About the Committee
Our new concentration in Quantitative Methods and Social Analysis (QMSA) draws from the interdisciplinary faculty of the University-wide Committee on Quantitative Methods in Social, Behavioral, and Health Sciences. Dramatic advances in statistical modeling, experimental design, and statistical analysis have created unprecedented opportunities for advancing knowledge across a wide range of disciplines. There is an ever-greater demand for scholars who can innovate methodologically, who understand how to use the theory of statistical inference to tackle really hard problems in social, behavioral, and health science. We look to theory-based models for populations and societies, examining biological, behavioral, and environmental factors and the way they interact. We are primarily interested in (a) theoretical controversies, questions, and hypotheses that arise in scientific discourse and the formal models that can make these precise, (b) systematic measurement of key theoretical constructs with known and consistent psychometric properties, (c) the design of research to test these models, (d) the specification of assumptions that are required for linking analytic results to theoretical claims, and (e) the validity of statistical inferences.
The QMSA Concentration
This concentration is for students who seek rigorous training and critical exposure to the latest techniques of quantitative social science. Admitted candidates may participate on research teams or conduct independent projects applying quantitative thinking and analysis to important research questions. Our goal is to prepare students for PhD study in quantitative social science, and for professional positions at research institutions and government or nongovernment agencies.

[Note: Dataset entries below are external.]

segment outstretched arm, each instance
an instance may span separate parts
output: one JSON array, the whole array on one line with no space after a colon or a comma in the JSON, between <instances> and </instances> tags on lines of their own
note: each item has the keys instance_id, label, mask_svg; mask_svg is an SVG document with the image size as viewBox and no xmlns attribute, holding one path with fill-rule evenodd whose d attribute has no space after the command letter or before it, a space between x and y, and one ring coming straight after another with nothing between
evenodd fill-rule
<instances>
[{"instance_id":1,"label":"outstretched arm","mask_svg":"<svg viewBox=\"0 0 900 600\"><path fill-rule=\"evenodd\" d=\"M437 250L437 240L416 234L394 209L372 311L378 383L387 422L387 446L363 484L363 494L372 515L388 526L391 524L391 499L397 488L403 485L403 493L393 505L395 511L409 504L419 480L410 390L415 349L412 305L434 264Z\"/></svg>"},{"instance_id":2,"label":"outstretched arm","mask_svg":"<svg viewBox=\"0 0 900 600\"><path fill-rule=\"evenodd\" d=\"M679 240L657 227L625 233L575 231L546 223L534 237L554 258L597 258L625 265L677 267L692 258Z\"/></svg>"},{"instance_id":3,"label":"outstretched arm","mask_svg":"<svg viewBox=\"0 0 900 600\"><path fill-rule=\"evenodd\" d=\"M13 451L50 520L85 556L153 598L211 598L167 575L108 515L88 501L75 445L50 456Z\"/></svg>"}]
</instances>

Students who declare an interest in QMSA admission must have a minimum quantitative GRE of 75%. They must also furnish a statement of purpose outlining their intended research and the two QMSA faculty members they most hope to work with.

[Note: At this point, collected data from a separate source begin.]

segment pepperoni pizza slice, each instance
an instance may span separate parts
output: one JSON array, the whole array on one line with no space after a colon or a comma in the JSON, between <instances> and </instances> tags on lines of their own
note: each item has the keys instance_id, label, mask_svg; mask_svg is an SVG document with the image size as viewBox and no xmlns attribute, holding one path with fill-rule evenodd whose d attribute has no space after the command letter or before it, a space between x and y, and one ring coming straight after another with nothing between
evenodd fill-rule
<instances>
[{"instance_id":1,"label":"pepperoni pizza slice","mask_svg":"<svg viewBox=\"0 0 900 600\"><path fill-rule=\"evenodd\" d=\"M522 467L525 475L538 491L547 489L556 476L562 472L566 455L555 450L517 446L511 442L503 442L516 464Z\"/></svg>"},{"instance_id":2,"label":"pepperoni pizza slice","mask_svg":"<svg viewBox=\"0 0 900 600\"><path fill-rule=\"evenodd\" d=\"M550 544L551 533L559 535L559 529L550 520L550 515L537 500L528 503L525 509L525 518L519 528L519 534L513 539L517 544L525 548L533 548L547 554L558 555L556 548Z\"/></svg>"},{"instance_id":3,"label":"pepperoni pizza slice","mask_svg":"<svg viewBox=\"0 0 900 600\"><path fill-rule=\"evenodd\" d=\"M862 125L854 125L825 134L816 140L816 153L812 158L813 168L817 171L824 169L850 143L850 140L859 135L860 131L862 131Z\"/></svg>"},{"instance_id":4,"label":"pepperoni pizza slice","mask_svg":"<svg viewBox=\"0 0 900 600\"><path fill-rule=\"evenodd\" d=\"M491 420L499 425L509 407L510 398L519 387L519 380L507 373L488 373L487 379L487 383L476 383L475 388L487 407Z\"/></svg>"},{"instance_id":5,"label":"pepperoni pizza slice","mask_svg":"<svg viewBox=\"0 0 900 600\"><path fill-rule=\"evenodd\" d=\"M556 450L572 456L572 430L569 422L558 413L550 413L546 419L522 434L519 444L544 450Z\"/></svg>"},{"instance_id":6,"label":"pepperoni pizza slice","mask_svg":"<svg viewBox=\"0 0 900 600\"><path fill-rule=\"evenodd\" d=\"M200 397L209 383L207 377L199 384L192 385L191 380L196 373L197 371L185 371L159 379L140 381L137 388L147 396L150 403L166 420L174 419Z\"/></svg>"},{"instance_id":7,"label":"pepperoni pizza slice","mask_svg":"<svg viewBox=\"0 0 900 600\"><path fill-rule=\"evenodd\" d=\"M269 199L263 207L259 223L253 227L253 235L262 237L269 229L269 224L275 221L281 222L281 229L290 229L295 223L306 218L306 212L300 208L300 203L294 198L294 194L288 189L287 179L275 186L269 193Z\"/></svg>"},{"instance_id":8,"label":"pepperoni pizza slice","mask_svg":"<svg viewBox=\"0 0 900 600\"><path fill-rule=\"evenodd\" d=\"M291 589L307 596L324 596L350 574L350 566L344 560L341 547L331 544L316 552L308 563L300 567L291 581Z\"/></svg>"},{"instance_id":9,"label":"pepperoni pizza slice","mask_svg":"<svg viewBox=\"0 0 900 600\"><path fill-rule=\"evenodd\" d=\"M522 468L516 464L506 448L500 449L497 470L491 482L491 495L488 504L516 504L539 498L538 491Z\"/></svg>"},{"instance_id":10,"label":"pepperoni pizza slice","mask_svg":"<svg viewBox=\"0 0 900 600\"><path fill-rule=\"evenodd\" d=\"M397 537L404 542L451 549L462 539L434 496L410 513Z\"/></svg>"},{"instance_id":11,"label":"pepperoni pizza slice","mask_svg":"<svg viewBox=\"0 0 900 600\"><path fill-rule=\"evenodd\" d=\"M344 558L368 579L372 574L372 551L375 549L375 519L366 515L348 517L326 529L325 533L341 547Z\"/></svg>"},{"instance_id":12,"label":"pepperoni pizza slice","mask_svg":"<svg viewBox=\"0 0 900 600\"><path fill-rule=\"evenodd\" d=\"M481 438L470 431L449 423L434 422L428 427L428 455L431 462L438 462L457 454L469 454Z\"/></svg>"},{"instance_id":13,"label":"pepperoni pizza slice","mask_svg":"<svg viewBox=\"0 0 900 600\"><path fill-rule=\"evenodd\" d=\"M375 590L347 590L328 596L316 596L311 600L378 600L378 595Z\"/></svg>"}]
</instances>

If accepted, students will select a minimum of 5 courses in theoretical modeling, research design, causal inference, and statistical analysis, and write their MA thesis with a member of the QMSA faculty.
One of those 5 courses will be Design and Analysis in Social, Behavioral, and Health Sciences, taught in the Fall quarter.
In addition, students will take Perspectives in Social Science Analysis and up to 3 electives in their social science field.
Finally, QMSA students must attend the biweekly Workshop on Quantitative Methods in Education, Health, and Social Sciences (QMeHSS). That Workshop invites leading methodologists to present their work, and offers an ideal venue for students to get up to speed with the latest developments in quantitative research.
STAT 24400. Statistical Theory. (Rina Foygel Barber, Stephen Stigler) This is a systematic introduction to the principles and techniques of statistics, as well as to practical considerations in the analysis of data, with emphasis on the analysis of experimental data. (1/2)
STAT 24500. Statistical Theory II. (Weibiao Wu) This sequence is a systematic introduction to the principles and techniques of statistics, as well as to practical considerations in the analysis of data, with emphasis on the analysis of experimental data. (2/2)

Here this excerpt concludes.